After finishing the final concerto immaculately, TwoSet proved themselves capable and brought the Academy to an end, but it was not after two more encores that the duo finally decided that this was enough for the night. Facing a crowd of some 400 people who all stood up to applaud, a sight that I had never seen before in any other classical concerts, they gestured for us to sit down and said “We would like to take a selfie with everyone together if that’s fine with y’all,” and so I had my first selfie taken along with hundreds of other strangers. As I walked out of the theater, I heard the same thing over and over again: “I have never been to a classical concert like this before.” 

What happened that night was the embodiment of this excerpt I remembered from James Baldwin’s A Talk To Teachers. He wrote, “The paradox of education is precisely this – that as one begins to become conscious one begins to examine the society in which he is being educated.” Both Yang and Chen were trained in the same way as any other professional violinists would have been, but they decided to challenge that very pedagogical structure, as they redefined classical music by undefining it, leaving a room full of young audiences – once again, contrary to popular opinion – to imagine what classical music could be. 

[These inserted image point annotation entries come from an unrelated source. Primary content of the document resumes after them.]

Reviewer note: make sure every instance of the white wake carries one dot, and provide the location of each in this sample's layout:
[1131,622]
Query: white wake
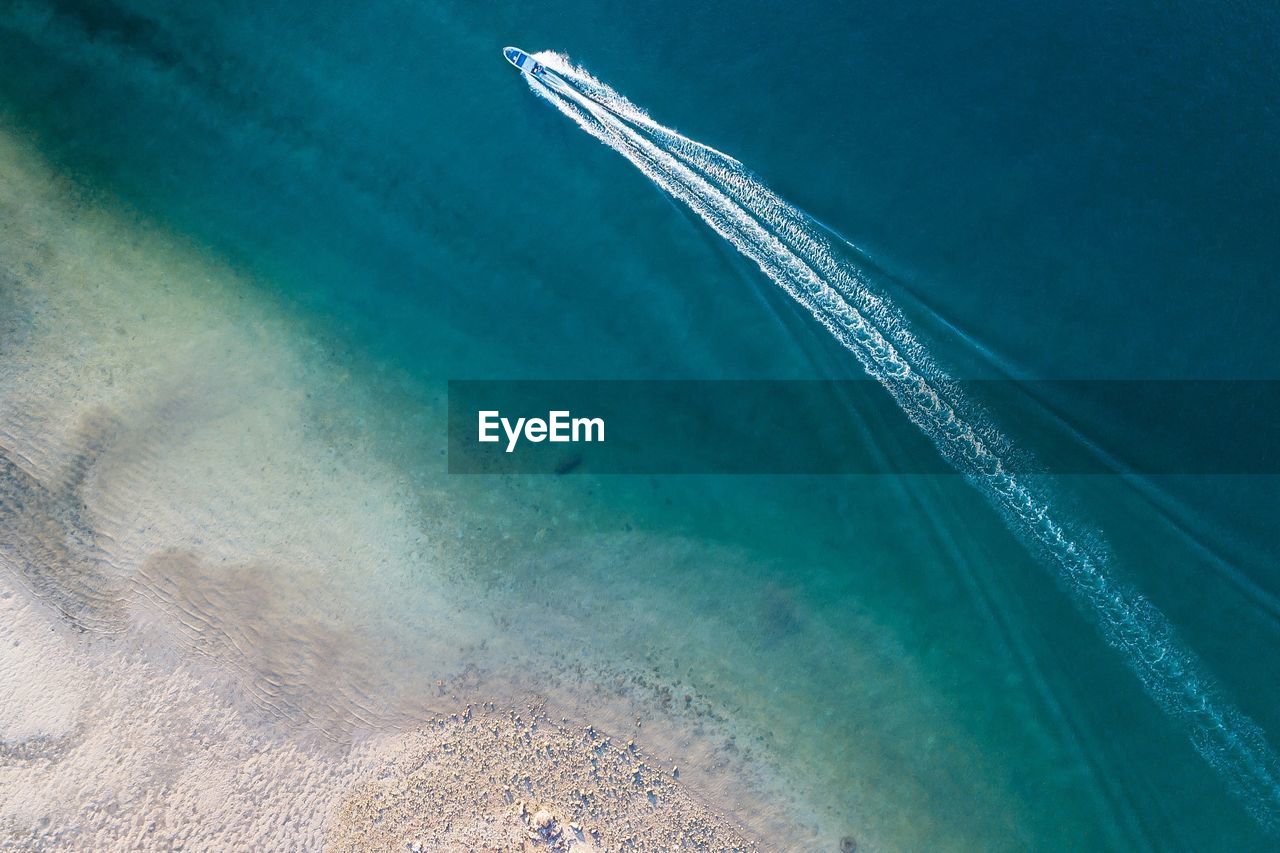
[795,252]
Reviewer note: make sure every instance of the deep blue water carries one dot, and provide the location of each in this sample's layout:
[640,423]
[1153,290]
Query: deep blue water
[1048,191]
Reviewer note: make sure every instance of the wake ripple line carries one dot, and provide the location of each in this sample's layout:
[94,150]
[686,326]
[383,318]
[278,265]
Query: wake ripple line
[790,249]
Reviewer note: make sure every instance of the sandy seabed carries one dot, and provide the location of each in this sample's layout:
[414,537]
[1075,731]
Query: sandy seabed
[182,665]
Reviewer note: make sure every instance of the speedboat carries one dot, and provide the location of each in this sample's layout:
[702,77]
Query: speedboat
[522,60]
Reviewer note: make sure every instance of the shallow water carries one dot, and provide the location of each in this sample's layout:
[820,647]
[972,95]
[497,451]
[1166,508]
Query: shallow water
[329,210]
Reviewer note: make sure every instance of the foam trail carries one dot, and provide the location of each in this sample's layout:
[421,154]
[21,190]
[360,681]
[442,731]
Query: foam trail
[791,249]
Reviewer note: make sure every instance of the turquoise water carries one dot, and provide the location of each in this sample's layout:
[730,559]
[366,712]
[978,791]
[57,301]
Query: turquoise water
[1043,192]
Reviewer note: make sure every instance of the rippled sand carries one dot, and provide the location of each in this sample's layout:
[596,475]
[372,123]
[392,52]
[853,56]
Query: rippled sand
[183,662]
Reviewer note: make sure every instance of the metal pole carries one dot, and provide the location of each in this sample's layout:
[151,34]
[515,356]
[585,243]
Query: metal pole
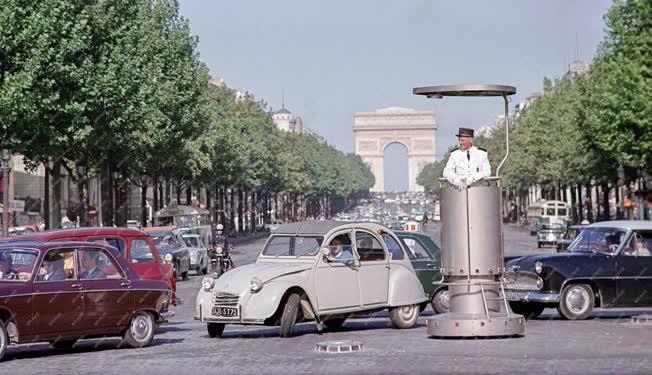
[506,136]
[5,201]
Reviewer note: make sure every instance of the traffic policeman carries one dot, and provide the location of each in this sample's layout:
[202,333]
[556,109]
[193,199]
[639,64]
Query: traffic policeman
[467,163]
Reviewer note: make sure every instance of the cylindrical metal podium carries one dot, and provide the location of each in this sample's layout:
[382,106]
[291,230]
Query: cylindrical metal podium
[472,243]
[472,263]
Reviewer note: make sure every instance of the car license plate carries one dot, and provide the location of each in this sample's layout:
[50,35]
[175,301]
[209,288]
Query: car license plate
[513,296]
[227,312]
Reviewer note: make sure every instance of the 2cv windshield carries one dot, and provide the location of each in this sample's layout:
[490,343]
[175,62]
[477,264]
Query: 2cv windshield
[279,245]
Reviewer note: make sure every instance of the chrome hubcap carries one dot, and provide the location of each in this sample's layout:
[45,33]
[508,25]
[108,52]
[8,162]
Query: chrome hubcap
[577,300]
[407,312]
[140,328]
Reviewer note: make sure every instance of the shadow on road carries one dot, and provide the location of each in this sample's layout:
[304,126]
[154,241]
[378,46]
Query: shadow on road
[84,346]
[311,329]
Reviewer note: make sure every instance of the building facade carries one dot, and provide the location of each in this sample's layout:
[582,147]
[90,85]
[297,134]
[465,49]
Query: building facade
[415,130]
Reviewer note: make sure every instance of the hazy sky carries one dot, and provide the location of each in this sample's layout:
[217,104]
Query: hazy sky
[334,58]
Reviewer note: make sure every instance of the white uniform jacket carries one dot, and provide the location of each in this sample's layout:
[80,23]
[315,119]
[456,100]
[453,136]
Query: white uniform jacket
[462,171]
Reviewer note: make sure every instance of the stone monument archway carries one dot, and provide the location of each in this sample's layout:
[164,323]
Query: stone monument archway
[374,131]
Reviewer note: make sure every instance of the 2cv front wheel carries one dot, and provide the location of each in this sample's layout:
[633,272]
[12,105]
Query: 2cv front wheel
[404,316]
[290,315]
[215,329]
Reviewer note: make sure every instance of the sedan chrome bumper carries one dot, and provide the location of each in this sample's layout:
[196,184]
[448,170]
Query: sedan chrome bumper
[531,296]
[166,315]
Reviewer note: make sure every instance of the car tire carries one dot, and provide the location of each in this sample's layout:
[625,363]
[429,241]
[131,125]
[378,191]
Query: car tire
[528,310]
[63,344]
[4,340]
[141,330]
[440,302]
[403,317]
[576,302]
[290,315]
[335,324]
[215,329]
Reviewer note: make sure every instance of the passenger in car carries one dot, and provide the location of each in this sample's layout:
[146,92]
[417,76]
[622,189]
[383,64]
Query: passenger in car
[52,268]
[339,252]
[89,262]
[641,248]
[6,270]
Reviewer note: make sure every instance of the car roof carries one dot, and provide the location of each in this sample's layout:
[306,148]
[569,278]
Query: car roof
[311,227]
[51,235]
[624,224]
[408,233]
[323,227]
[43,246]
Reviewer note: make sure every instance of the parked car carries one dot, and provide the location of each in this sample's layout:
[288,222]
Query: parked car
[549,235]
[273,225]
[425,257]
[198,253]
[59,292]
[172,248]
[411,226]
[571,233]
[608,265]
[319,271]
[136,247]
[133,224]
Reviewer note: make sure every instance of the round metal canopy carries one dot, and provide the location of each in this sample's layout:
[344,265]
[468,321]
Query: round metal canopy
[464,90]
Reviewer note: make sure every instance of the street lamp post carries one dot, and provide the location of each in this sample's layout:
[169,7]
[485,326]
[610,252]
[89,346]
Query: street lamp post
[143,200]
[81,172]
[115,176]
[6,168]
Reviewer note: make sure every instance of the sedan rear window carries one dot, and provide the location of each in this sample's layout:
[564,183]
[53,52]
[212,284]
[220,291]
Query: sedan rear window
[17,264]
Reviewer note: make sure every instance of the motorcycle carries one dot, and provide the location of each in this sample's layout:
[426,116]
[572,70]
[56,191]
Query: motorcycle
[220,260]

And that is all it is. An education of classical music is much more than an echo chamber that derives from a collective middle-class and ethnocentric narrative that serves only a small, selected group of people. Instead, it is something very much alive and gifted with an enduring malleability to adapt to challenging pedagogies and to embrace varying identities. If approached correctly, it has the potential not only to decolonize our minds but to also support us in seeking pure beauty.